COMMENTARY ON: Chang Z, Quinn PD, Hur K, Gibbons RD, Sjölander A, Larsson H & D’Onofrio. Association between medication use for attention-deficit/hyperactivity disorder and risk of motor vehicle crashes. JAMA Psychiatry 2017;74(6):597–603.
What is already known on this topic
Attention-deficit/hyperactivity disorder (ADHD) is a neurodevelopmental disorder with core symptoms of inattention, hyperactivity and impulsivity,; traits that may increase the risk of injuries and motor vehicle crashes (MVCs). Injuries in early childhood predict later ADHD,1 a diagnosis that is associated with a twofold increased risk of premature death, with accidents being the most common cause of death.2 ADHD is commonly treated with pharmacotherapy that successfully targets most of the impairing core symptoms.3 In children with ADHD, pharmacological treatment also reduces the risk of injuries by up to 43%.4 Similarly, a Swedish study of adults with ADHD suggests that pharmacotherapy may reduce the risk of MVCs in men.5 It is unclear if the same association is true for women with ADHD. Furthermore, the rates of MVCs and prescriptions of ADHD medications are higher in the USA than in most European countries.6
Methods of the study
This US cohort study analysed data from a national commercial health insurance database, on 2 319 450 adults with ADHD (defined as an International Classification of Diseases, Ninth Revision (ICD-9) code of 314 or filling a prescription for ADHD medications, between 1 January 2005 and 31 December 2014), who were followed from the date of ADHD diagnosis or age 18 years, whichever came later, until 31 December 2014. Disenrolment was defined as zero days of medical or drug coverage in a given month. Outcome was defined as an emergency department (ED) visit for MVCs (ICD-9 codes E810-825). Associations between concurrent medication for ADHD (the same month) and the occurrence of MVCs were estimated as ORs by logistic regression. The long-term association (2 years later) was also estimated. Both analyses were done using two different statistical approaches: between-individuals analyses (ie, at population level) and to reduce confounding by indication, within-individual analyses (ie, self-controlled).
What this paper adds
This is the first study to establish an association between use of ADHD medication and a reduced risk of MVC, in adult women with ADHD.

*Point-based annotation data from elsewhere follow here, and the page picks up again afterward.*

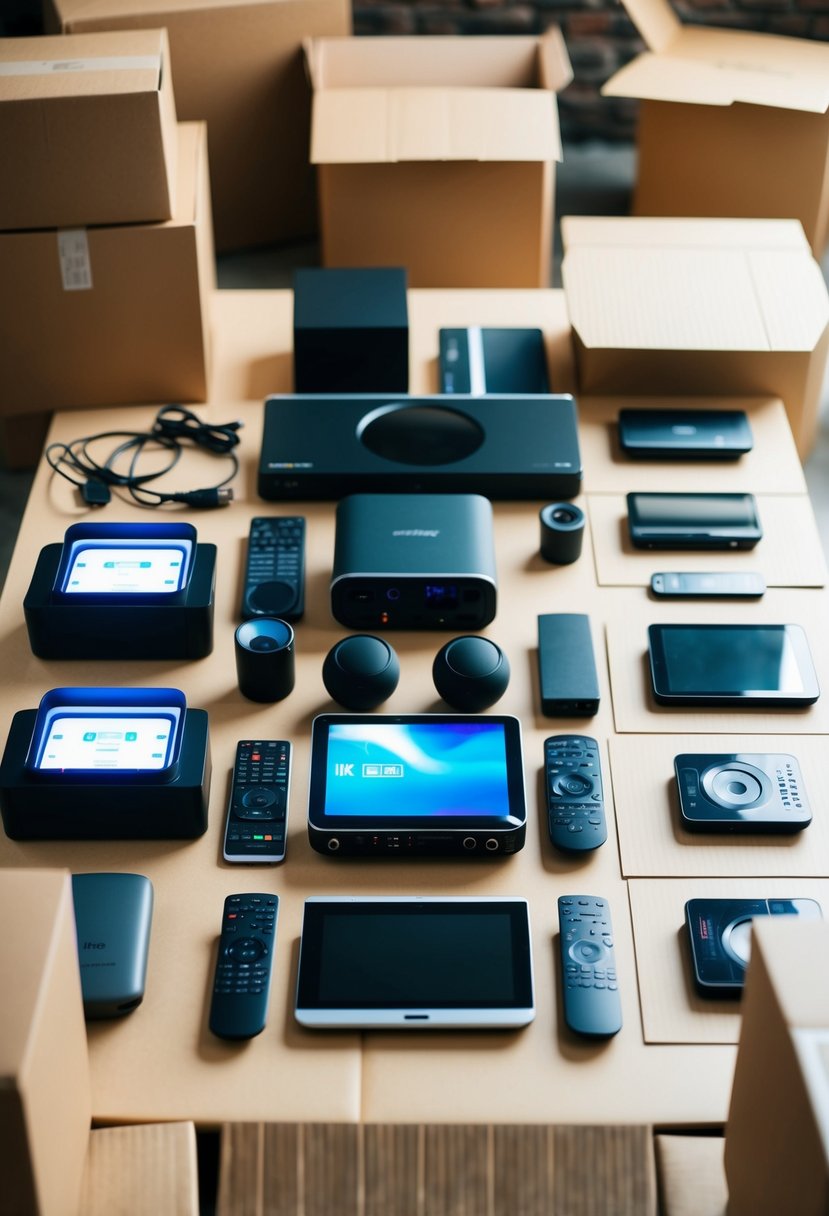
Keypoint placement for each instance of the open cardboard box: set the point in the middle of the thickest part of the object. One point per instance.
(86, 130)
(732, 123)
(710, 307)
(237, 65)
(112, 314)
(777, 1141)
(438, 155)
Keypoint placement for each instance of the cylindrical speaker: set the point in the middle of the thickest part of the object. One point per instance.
(361, 671)
(562, 533)
(265, 658)
(471, 673)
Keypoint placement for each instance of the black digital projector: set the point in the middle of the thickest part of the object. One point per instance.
(413, 561)
(505, 446)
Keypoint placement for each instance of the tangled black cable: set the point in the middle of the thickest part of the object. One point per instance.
(174, 426)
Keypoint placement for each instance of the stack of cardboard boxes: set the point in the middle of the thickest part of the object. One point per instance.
(106, 242)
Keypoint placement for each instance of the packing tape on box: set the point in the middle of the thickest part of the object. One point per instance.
(108, 63)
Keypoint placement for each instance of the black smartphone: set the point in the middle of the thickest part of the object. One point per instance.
(693, 521)
(708, 585)
(684, 434)
(736, 665)
(485, 360)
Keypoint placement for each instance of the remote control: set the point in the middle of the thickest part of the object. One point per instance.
(275, 570)
(242, 981)
(258, 810)
(573, 784)
(588, 967)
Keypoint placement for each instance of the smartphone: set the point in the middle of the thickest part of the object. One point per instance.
(712, 584)
(693, 521)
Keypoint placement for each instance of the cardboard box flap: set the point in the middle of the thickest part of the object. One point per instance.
(674, 285)
(82, 65)
(373, 125)
(655, 21)
(711, 67)
(519, 62)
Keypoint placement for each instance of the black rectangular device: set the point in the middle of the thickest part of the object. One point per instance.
(413, 561)
(720, 938)
(732, 665)
(113, 917)
(684, 434)
(390, 786)
(693, 521)
(740, 792)
(350, 330)
(506, 445)
(483, 360)
(415, 963)
(568, 679)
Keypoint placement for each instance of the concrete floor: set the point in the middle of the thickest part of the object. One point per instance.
(595, 179)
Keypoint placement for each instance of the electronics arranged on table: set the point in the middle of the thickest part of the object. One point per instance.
(573, 788)
(242, 979)
(257, 822)
(590, 986)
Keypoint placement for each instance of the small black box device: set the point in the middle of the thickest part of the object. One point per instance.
(477, 360)
(413, 561)
(416, 784)
(742, 792)
(720, 938)
(567, 665)
(506, 446)
(106, 764)
(684, 434)
(123, 591)
(350, 331)
(113, 916)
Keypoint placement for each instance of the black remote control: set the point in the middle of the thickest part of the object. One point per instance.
(588, 967)
(275, 570)
(242, 981)
(258, 810)
(573, 784)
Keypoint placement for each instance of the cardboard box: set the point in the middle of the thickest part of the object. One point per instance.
(108, 315)
(711, 307)
(145, 1170)
(777, 1138)
(438, 155)
(45, 1102)
(86, 130)
(732, 123)
(238, 66)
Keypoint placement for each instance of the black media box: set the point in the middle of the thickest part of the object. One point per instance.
(413, 561)
(101, 809)
(509, 446)
(178, 626)
(350, 331)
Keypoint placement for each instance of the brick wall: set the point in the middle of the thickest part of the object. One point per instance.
(599, 35)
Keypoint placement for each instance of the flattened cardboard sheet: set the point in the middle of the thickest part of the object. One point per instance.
(672, 1012)
(790, 553)
(772, 463)
(652, 842)
(633, 705)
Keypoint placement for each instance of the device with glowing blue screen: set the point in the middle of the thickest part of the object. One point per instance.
(123, 591)
(106, 764)
(419, 783)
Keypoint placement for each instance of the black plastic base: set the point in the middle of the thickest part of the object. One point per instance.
(413, 843)
(61, 630)
(50, 810)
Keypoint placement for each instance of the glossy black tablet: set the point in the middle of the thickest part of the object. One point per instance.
(693, 521)
(415, 963)
(684, 434)
(737, 665)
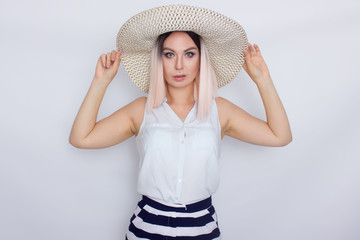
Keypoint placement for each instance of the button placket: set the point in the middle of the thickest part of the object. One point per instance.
(182, 148)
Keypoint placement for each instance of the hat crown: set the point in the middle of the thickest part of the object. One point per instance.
(224, 38)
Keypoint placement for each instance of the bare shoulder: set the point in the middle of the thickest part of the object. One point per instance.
(224, 108)
(137, 109)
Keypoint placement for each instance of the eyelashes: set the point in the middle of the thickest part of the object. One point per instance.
(171, 54)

The study replicates that adults with ADHD have a significantly higher risk of MVCs, than controls (OR 1.49, 95% CI 1.46 to 1.54 in men and OR 1.44, 1.41 to 1.48 in women).
In this first US study, between-individuals analyses showed that concurrent ADHD medication reduced the risk of MVCs, in both men (OR 0.88, 0.84 to 0.93) and women (OR 0.86, 0.82 to 0.90).
In within-individual analyses, medication had larger protective effects, reducing the risk of MVCs by 38% in men (OR 0.62, 0.56 to 0.67) and 42% in women (OR 0.58, 0.53 to 0.62).
This is the first study of long-term associations between medications and MVCs. In within-individual analyses, medication was associated with a 34% (OR 0.66, 0.58 to 0.76) lower risk of MVCs in men and a 27% (OR 0.73, 0.64 to 0.84) lower risk in women, 2 years later.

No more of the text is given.